Policy paper

Pensions Tax registration

Published 13 September 2017

Who is likely to be affected

Pension scheme administrators and trustees of existing registered pension schemes and pension schemes.

General description of the measure

This measure extends HM Revenue and Customs (HMRC) powers to refuse to register, and to de-register pension schemes to those which are Master Trusts and don’t have authorisation from the Pensions Regulator under their new authorisation and supervision regime, and to those pension schemes with a dormant company as a sponsoring employer.

Policy objective

The purpose of the measure is to make the HMRC tax registration regime even more effective at preventing fraudulent pension schemes, by aligning with the Pensions Regulator’s new authorisation and supervision regime for Master Trust pension schemes and restricting the registration of pension schemes with a dormant company as a sponsoring employer. The measure supports the government’s objective of fairness in the tax system by maintaining the integrity of pensions tax relief. The changes will help HMRC to restrict tax registration to those pension schemes providing legitimate pension benefits.

Background to the measure

The Master Trust tax registration measure was announced at Spring Budget 2017. The changes to the registration of pension schemes with a dormant company as a sponsoring employer was set out in the response to the consultation on pension scams published on 20 August 2017.

Detailed proposal

Operative date

The measure will have effect from 6 April 2018.

Current law

The Pensions Tax rules for registered pension schemes are set out in Part 4 of Finance Act 2004.

Registrations and de-registrations

In order for a pension scheme to be registered with HMRC, it must provide any information which HMRC reasonably requires. This information is requested in the application for registration. HMRC can also issue an information notice (Section 153A of Finance Act 2004) to request further information. HMRC must register the scheme unless the application contains incorrect information, a false declaration or the scheme administrator is not a fit and proper person (Section 153 of Finance Act 2004).

HMRC may only withdraw registration from a pension scheme in limited circumstances, which are set out in statute (Section 158 of Finance Act 2004).

Proposed revisions

Registrations and de-registrations

Legislation will be introduced in Winter Finance Bill 2017 amending Finance Act 2004 to widen the circumstances in which HMRC may refuse to register a pension scheme to include where the scheme is a Master Trust pension scheme and has not been authorised by the Pensions Regulator, or where a sponsoring employer of an occupational pension scheme is a dormant company.

Changes will also be made to the circumstances when HMRC can de-register a pension scheme, similar to those changes being made to the circumstances when HMRC can refuse to register a pension scheme.

Summary of impacts

Exchequer impact (£m)

2017 to 2018 2018 to 2019 2019 to 2020 2020 to 2021 2021 to 2022
- nil nil nil nil

This measure is not expected to have an Exchequer impact.

Economic impact

This measure is not expected to have any economic impacts.

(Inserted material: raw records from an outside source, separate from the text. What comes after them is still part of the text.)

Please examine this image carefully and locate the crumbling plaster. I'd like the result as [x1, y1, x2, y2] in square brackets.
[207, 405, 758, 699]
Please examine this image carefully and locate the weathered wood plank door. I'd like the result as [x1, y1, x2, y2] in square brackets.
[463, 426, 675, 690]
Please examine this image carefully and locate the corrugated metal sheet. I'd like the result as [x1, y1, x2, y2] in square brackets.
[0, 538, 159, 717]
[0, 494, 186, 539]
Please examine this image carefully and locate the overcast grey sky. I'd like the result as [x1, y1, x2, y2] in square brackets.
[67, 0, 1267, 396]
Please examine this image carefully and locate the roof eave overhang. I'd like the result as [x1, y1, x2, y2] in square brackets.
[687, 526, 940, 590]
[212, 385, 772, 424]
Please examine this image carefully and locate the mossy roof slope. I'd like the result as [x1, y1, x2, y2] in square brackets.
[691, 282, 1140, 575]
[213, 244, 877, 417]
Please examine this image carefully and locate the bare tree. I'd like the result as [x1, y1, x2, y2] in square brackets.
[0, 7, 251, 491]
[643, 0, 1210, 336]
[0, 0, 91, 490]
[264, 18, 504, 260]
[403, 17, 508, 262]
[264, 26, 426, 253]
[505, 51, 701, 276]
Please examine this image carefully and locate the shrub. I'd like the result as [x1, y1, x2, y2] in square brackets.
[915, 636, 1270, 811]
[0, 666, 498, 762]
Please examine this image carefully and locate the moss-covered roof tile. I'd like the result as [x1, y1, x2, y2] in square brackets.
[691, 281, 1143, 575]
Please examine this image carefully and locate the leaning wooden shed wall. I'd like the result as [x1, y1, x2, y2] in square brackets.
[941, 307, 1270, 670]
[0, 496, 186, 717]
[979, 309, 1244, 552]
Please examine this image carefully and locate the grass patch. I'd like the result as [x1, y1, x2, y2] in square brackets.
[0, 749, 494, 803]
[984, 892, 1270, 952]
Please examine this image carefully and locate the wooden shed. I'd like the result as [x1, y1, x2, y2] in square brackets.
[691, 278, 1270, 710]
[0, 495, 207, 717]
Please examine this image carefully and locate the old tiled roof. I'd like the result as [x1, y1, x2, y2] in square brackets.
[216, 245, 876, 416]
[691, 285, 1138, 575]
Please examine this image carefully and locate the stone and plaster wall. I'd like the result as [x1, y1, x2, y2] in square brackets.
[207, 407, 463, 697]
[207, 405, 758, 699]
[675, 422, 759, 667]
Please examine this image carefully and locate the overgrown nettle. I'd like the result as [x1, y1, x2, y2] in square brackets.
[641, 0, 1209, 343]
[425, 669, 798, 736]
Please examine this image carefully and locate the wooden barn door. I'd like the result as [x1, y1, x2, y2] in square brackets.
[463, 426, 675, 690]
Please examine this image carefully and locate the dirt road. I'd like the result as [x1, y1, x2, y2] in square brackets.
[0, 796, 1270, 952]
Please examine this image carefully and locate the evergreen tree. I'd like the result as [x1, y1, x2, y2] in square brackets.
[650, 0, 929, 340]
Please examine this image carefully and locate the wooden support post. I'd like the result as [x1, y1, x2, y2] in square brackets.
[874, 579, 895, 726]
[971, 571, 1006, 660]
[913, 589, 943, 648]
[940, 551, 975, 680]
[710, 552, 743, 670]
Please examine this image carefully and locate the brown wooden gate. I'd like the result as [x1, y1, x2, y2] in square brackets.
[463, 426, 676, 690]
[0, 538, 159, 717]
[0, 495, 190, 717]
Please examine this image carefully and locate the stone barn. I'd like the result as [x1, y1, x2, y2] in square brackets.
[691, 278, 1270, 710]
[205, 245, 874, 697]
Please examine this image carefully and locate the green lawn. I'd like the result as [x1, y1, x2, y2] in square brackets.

Impact on individuals, households and families

This change will bring about added protection for individuals by reducing the number of fraudulent pension schemes being registered with HMRC.

The measure is not expected to impact on family formation, stability or breakdown.

Equalities impacts

The proposed change will bring about added protection for individuals who will be represented in groups sharing protected characteristics.

Impact on business including civil society organisations

This measure is expected to have a negligible impact on pension scheme administrators’ administrative burdens. One off costs will include familiarisation with the new registration questions.

In addition, there are new requirements imposed by the Pensions Regulator’s new authorisation and supervision regime that are expected to result in additional cost/burdens for pension scheme administrators.

Operational impact (£m) (HMRC or other)

HMRC will incur additional costs in implementing this change. Strategic changes to IT systems are likely to follow and will be detailed elsewhere.

Other impacts

Other impacts have been considered and none have been identified.

Monitoring and evaluation

The measure will be kept under review through communication with affected taxpayer groups.

Further advice

If you have any questions about this change, contact:

Samantha Skill
Email: pensions.policy@hmrc.gsi.gov.uk
Telephone: 03000 512336

Declaration

Stephen Barclay MP, Economic Secretary to the Treasury, has read this tax information and impact note and is satisfied that, given the available evidence, it represents a reasonable view of the likely costs, benefits and impacts of the measure.